Las demandas de libertad de circulación, las crecientes evasiones y las protestas callejeras desembocaron en una manifestación multitudinaria en Berlín Oriental –un millón de personas- contra la dictadura comunista. El 9 de noviembre de 1989 ocurrió el milagro. La presión popular fue tan grande que las autoridades de Berlín Este tuvieron que abrir la mano y permitir el paso de un lado a otro de la ciudad sin restricciones. Lo demás lo hizo el pueblo.
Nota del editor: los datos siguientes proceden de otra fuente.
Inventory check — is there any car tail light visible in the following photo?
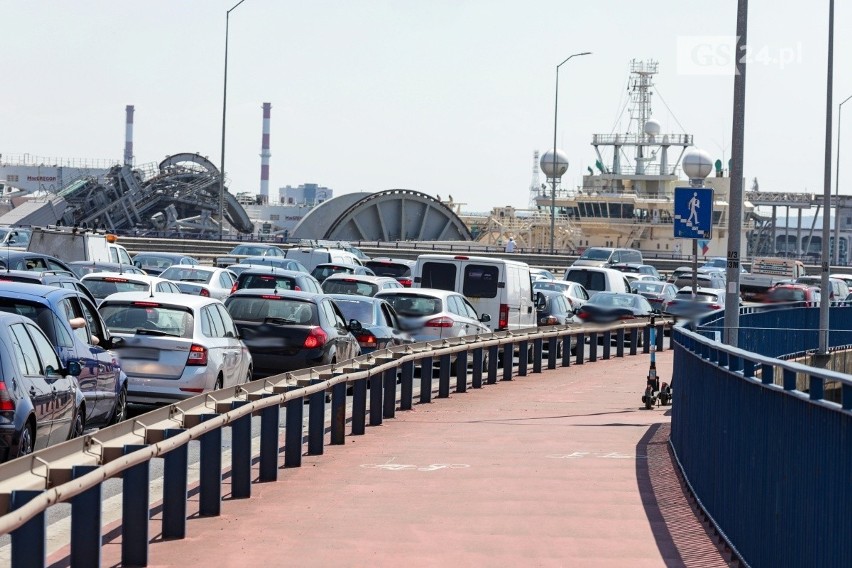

La gente se encaramaba a la muralla y empezó a derribar con picos y palas aquel monstruo de hormigón y cemento que les había asfixiado durante veintiocho años. La cerveza corría gratis en los bares cercanos al Muro, todo el mundo se abrazaba, una reunión del Gobierno de la RFA quedó interrumpida no sin antes entonar el himno nacional.
 
Mientras tanto, en Roma, el Papa Juan Pablo II, que sufrió en su juventud el doble zarpazo de las dictaduras nazi y comunista, seguía con interés la evolución de los acontecimientos. Lo mismo que Gorbachov en su despacho del Kremlin.